Other several factors that can affect the accuracy of a speedometer include: 

  • Worn tires – Speedometers are calibrated to new or unused tires. When the tires are worn, the diameter or traction decreases which may affect the accuracy of the speedometer
  • Tire pressure – Speedometers are calibrated with a default tire pressure of the used tires. A change in tire pressure affects the accuracy of the vehicle’s speedometer readings
  • Rim size – Much like the effect of tire pressure and/or worn tires, changing the diameter of the vehicle’s rims will affect speedometer’s accuracy
  • Differential ratios – changing the gearing of your differential or gearbox will affect speedometer accuracy
  • Vehicle Load – Speedometers are calibrated only with the load of the vehicle itself. Additional load such as installing new gears, equipment, or having an extra passenger may alter the speedometer. It will especially show during long-distance travels
  • Speedometer Needles – The size, length, and shape of the needle can make it difficult to tell what exact speed the vehicle is on

Current Speedometer Technology

Almost all motorcycles that are currently manufactured are installed with speedometers with special sensors. These sensors are: 

  • Triggered by the teeth of a transmission gear 
  • Slots in an automatic brake system (ABS) wheel ring

SpeedoHealer

SpeedoHealer on Amazon

These sensors send a wave signal to the engine control unit (ECU), which then calculates the speed from the frequency of the signal. However, a device such as the SpeedoHealer (pictured above) can be installed into the sensor wire, which is already built in the speedometer. 
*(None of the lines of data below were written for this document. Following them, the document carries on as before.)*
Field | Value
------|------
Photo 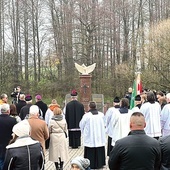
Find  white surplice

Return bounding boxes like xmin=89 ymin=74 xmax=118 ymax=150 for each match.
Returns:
xmin=140 ymin=102 xmax=161 ymax=137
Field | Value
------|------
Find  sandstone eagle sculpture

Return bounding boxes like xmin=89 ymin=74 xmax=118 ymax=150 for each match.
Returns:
xmin=75 ymin=63 xmax=96 ymax=75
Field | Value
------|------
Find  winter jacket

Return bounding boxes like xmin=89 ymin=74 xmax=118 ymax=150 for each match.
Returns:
xmin=3 ymin=136 xmax=44 ymax=170
xmin=159 ymin=135 xmax=170 ymax=170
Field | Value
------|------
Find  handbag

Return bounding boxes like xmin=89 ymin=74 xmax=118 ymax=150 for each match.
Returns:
xmin=56 ymin=121 xmax=67 ymax=138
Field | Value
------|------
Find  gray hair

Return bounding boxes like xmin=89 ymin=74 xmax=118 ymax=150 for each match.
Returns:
xmin=29 ymin=105 xmax=39 ymax=115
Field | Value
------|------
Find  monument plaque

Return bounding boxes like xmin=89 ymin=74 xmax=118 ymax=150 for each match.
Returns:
xmin=92 ymin=94 xmax=104 ymax=113
xmin=75 ymin=63 xmax=96 ymax=112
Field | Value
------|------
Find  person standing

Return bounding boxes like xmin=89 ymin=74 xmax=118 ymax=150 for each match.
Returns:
xmin=71 ymin=156 xmax=90 ymax=170
xmin=131 ymin=94 xmax=142 ymax=113
xmin=140 ymin=91 xmax=162 ymax=139
xmin=65 ymin=90 xmax=85 ymax=149
xmin=45 ymin=99 xmax=60 ymax=149
xmin=108 ymin=112 xmax=161 ymax=170
xmin=80 ymin=101 xmax=106 ymax=169
xmin=48 ymin=108 xmax=68 ymax=170
xmin=19 ymin=94 xmax=32 ymax=120
xmin=110 ymin=98 xmax=132 ymax=146
xmin=0 ymin=93 xmax=8 ymax=114
xmin=28 ymin=105 xmax=49 ymax=154
xmin=105 ymin=97 xmax=120 ymax=156
xmin=10 ymin=104 xmax=21 ymax=123
xmin=0 ymin=103 xmax=17 ymax=170
xmin=3 ymin=120 xmax=44 ymax=170
xmin=35 ymin=94 xmax=48 ymax=119
xmin=159 ymin=135 xmax=170 ymax=170
xmin=45 ymin=99 xmax=60 ymax=125
xmin=161 ymin=93 xmax=170 ymax=136
xmin=16 ymin=94 xmax=27 ymax=115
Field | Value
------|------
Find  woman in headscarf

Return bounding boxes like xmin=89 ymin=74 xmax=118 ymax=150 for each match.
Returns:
xmin=3 ymin=120 xmax=44 ymax=170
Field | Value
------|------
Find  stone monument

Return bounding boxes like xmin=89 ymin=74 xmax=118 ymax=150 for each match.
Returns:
xmin=75 ymin=63 xmax=96 ymax=112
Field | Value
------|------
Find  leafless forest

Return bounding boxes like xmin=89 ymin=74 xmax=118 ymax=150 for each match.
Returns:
xmin=0 ymin=0 xmax=170 ymax=98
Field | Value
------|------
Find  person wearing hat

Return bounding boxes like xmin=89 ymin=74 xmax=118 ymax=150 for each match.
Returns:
xmin=3 ymin=120 xmax=44 ymax=170
xmin=132 ymin=94 xmax=142 ymax=113
xmin=113 ymin=96 xmax=120 ymax=108
xmin=65 ymin=90 xmax=85 ymax=148
xmin=48 ymin=107 xmax=68 ymax=170
xmin=35 ymin=94 xmax=48 ymax=119
xmin=19 ymin=94 xmax=32 ymax=120
xmin=105 ymin=96 xmax=120 ymax=156
xmin=71 ymin=156 xmax=90 ymax=170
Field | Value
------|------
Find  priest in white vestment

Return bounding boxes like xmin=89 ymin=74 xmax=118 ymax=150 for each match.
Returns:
xmin=79 ymin=102 xmax=106 ymax=169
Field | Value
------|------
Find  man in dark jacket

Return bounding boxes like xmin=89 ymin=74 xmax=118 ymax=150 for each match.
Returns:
xmin=109 ymin=112 xmax=161 ymax=170
xmin=65 ymin=90 xmax=84 ymax=148
xmin=159 ymin=135 xmax=170 ymax=170
xmin=19 ymin=94 xmax=32 ymax=120
xmin=16 ymin=94 xmax=27 ymax=115
xmin=0 ymin=103 xmax=17 ymax=170
xmin=35 ymin=94 xmax=48 ymax=119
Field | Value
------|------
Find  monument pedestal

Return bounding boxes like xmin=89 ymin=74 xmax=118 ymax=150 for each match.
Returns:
xmin=79 ymin=75 xmax=92 ymax=112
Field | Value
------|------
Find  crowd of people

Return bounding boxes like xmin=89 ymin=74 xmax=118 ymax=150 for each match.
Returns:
xmin=0 ymin=86 xmax=170 ymax=170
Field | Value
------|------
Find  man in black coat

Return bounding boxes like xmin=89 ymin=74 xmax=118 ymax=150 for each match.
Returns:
xmin=109 ymin=112 xmax=161 ymax=170
xmin=65 ymin=90 xmax=85 ymax=148
xmin=159 ymin=135 xmax=170 ymax=170
xmin=16 ymin=94 xmax=27 ymax=115
xmin=0 ymin=104 xmax=17 ymax=170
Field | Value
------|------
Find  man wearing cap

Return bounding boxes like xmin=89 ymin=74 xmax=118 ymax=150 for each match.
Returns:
xmin=35 ymin=94 xmax=48 ymax=119
xmin=0 ymin=103 xmax=17 ymax=170
xmin=105 ymin=96 xmax=120 ymax=156
xmin=19 ymin=94 xmax=32 ymax=120
xmin=108 ymin=112 xmax=161 ymax=170
xmin=65 ymin=90 xmax=85 ymax=148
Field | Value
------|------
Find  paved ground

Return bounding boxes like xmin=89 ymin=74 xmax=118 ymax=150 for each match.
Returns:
xmin=45 ymin=137 xmax=109 ymax=170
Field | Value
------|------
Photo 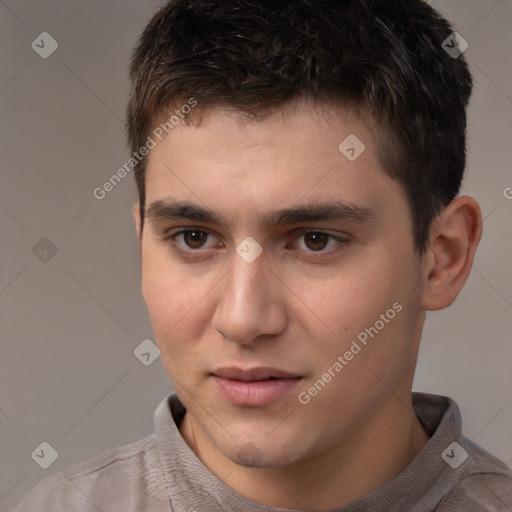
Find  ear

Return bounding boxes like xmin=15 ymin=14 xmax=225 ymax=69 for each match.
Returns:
xmin=133 ymin=203 xmax=142 ymax=244
xmin=421 ymin=196 xmax=482 ymax=311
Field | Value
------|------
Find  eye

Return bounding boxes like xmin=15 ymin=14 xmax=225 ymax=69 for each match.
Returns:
xmin=295 ymin=231 xmax=344 ymax=253
xmin=166 ymin=228 xmax=215 ymax=251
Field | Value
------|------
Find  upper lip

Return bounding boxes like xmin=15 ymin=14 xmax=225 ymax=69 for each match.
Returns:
xmin=213 ymin=366 xmax=300 ymax=382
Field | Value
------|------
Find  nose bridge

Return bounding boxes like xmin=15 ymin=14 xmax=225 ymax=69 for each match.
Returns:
xmin=212 ymin=243 xmax=285 ymax=344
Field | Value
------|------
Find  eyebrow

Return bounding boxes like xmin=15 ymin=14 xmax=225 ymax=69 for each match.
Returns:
xmin=146 ymin=198 xmax=376 ymax=228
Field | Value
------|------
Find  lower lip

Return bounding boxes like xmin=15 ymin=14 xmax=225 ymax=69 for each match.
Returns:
xmin=213 ymin=375 xmax=301 ymax=407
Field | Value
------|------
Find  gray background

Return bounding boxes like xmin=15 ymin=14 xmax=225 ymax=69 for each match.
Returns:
xmin=0 ymin=0 xmax=512 ymax=510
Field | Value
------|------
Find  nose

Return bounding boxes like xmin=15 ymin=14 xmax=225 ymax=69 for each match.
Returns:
xmin=212 ymin=247 xmax=287 ymax=345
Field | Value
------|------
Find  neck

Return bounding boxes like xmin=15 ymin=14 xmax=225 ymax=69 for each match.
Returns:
xmin=180 ymin=397 xmax=428 ymax=511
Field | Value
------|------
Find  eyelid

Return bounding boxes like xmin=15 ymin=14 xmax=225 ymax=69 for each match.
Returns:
xmin=162 ymin=226 xmax=349 ymax=258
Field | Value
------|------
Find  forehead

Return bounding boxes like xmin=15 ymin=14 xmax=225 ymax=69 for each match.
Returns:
xmin=142 ymin=102 xmax=404 ymax=224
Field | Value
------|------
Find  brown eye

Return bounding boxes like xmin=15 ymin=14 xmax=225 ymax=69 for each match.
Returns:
xmin=304 ymin=231 xmax=332 ymax=251
xmin=183 ymin=230 xmax=208 ymax=249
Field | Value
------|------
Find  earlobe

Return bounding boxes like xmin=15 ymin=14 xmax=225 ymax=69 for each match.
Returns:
xmin=421 ymin=196 xmax=482 ymax=311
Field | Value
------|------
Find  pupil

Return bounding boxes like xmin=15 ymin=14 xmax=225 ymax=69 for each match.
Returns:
xmin=305 ymin=233 xmax=328 ymax=251
xmin=185 ymin=231 xmax=206 ymax=249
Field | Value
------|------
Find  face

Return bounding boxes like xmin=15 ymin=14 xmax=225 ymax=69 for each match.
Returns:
xmin=137 ymin=102 xmax=423 ymax=467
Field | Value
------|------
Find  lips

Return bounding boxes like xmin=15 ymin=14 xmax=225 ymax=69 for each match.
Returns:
xmin=212 ymin=367 xmax=302 ymax=407
xmin=213 ymin=367 xmax=299 ymax=382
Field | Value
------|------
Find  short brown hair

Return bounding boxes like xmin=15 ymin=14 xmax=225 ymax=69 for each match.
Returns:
xmin=127 ymin=0 xmax=472 ymax=251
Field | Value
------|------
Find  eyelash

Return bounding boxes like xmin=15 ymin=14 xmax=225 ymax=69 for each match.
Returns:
xmin=163 ymin=227 xmax=348 ymax=259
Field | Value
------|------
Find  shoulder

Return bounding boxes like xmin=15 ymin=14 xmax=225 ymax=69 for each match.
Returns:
xmin=12 ymin=435 xmax=165 ymax=512
xmin=436 ymin=440 xmax=512 ymax=512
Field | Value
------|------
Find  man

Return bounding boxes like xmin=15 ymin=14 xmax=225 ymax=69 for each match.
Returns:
xmin=12 ymin=0 xmax=512 ymax=512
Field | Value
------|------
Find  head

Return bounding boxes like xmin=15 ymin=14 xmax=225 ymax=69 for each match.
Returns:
xmin=128 ymin=0 xmax=481 ymax=467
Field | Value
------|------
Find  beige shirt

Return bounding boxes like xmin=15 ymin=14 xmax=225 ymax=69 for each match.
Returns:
xmin=12 ymin=393 xmax=512 ymax=512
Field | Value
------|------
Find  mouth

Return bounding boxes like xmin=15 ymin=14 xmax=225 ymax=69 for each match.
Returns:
xmin=211 ymin=367 xmax=302 ymax=407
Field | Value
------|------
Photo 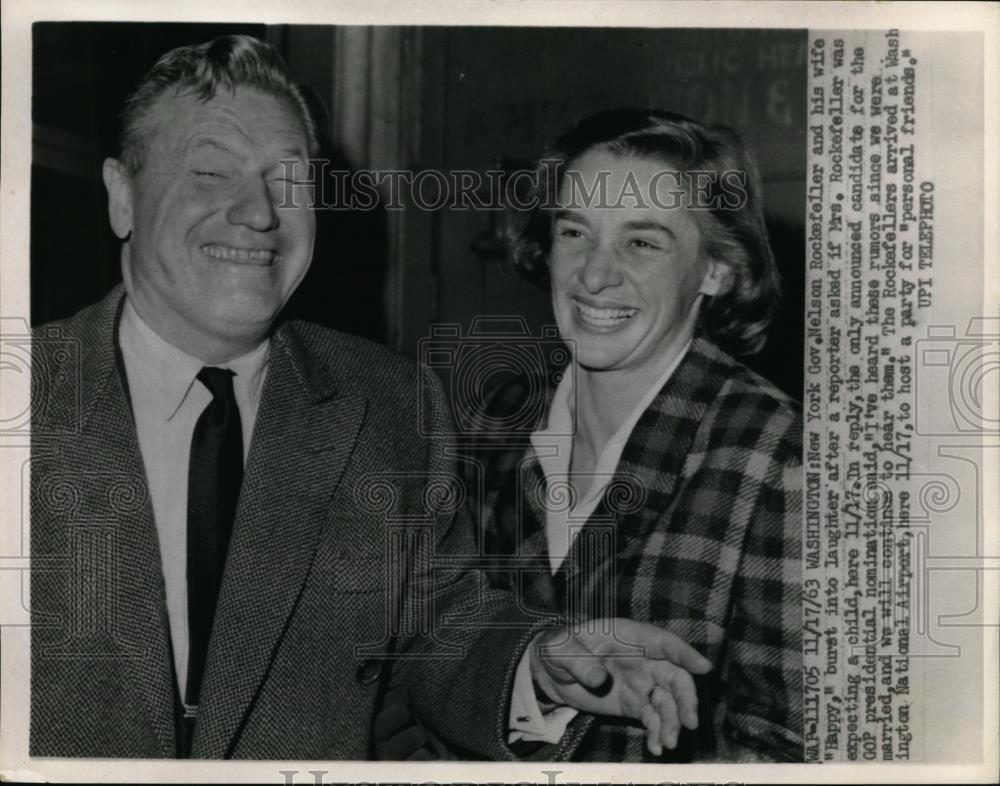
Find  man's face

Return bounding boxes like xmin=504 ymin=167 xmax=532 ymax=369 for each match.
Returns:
xmin=549 ymin=151 xmax=724 ymax=380
xmin=105 ymin=87 xmax=316 ymax=362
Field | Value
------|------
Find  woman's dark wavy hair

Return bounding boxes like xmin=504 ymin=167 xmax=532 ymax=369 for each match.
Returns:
xmin=120 ymin=35 xmax=321 ymax=175
xmin=511 ymin=109 xmax=781 ymax=355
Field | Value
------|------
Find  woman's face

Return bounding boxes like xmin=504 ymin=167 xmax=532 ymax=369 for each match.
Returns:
xmin=549 ymin=150 xmax=725 ymax=380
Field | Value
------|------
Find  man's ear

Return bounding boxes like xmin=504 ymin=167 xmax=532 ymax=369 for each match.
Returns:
xmin=698 ymin=258 xmax=732 ymax=297
xmin=103 ymin=158 xmax=132 ymax=240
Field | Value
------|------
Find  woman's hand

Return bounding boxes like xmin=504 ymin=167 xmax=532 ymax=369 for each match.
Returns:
xmin=531 ymin=618 xmax=712 ymax=756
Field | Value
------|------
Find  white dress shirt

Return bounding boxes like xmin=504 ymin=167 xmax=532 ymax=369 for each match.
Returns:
xmin=118 ymin=299 xmax=268 ymax=696
xmin=510 ymin=341 xmax=691 ymax=743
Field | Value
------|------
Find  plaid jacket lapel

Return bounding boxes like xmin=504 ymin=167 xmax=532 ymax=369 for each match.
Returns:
xmin=603 ymin=338 xmax=732 ymax=548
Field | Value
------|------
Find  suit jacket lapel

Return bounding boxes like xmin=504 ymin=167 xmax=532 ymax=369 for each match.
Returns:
xmin=55 ymin=287 xmax=175 ymax=756
xmin=192 ymin=328 xmax=366 ymax=757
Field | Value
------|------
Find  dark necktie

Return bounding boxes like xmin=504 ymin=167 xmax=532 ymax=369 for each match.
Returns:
xmin=184 ymin=367 xmax=243 ymax=707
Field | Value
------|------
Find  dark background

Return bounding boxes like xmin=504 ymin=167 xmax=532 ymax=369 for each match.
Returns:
xmin=31 ymin=23 xmax=806 ymax=398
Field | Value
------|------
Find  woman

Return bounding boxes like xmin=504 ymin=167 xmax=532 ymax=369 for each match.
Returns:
xmin=376 ymin=110 xmax=802 ymax=761
xmin=472 ymin=110 xmax=802 ymax=761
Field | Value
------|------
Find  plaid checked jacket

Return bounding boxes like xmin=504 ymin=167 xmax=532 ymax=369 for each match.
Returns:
xmin=30 ymin=287 xmax=556 ymax=759
xmin=465 ymin=337 xmax=802 ymax=761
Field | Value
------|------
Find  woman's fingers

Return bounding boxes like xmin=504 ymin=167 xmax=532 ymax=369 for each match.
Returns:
xmin=639 ymin=704 xmax=663 ymax=756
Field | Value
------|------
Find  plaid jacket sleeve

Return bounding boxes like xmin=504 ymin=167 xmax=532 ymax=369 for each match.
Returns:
xmin=719 ymin=380 xmax=802 ymax=761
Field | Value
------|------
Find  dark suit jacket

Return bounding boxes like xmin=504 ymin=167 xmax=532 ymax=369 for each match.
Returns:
xmin=466 ymin=337 xmax=802 ymax=761
xmin=30 ymin=288 xmax=548 ymax=759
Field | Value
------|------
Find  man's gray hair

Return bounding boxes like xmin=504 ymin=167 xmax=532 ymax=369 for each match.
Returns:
xmin=121 ymin=35 xmax=319 ymax=174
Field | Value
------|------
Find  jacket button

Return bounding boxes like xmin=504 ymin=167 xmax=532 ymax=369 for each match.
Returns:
xmin=354 ymin=660 xmax=382 ymax=685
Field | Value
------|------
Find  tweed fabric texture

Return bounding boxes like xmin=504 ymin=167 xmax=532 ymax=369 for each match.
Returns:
xmin=463 ymin=336 xmax=802 ymax=761
xmin=30 ymin=287 xmax=548 ymax=759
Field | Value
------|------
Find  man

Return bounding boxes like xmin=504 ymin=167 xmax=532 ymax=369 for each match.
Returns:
xmin=30 ymin=36 xmax=707 ymax=759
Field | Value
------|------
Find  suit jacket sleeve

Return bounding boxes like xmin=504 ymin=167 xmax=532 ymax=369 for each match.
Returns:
xmin=393 ymin=371 xmax=586 ymax=760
SpeedoHealers are just one of many devices known as “speedometer calibrator”. These devices speed up or slow down the frequency of the signal and recalibrates the speedometer readings accordingly. These tools are essential to recalibrate speedometers for any error in gearing, tire change, or any other technical issues.

However, using speedometer calibrators on bikes equipped with ABS is not to be recommended. On bikes with ABS, the speedometer works from the same sensor wiring as the ABS to measure speed. But by installing a speedometer calibrator onto the sensors (and therefore the ABS) this device could directly affect the motorbikes ABS. This issue is to be avoided, especially since the ABS is needed the most.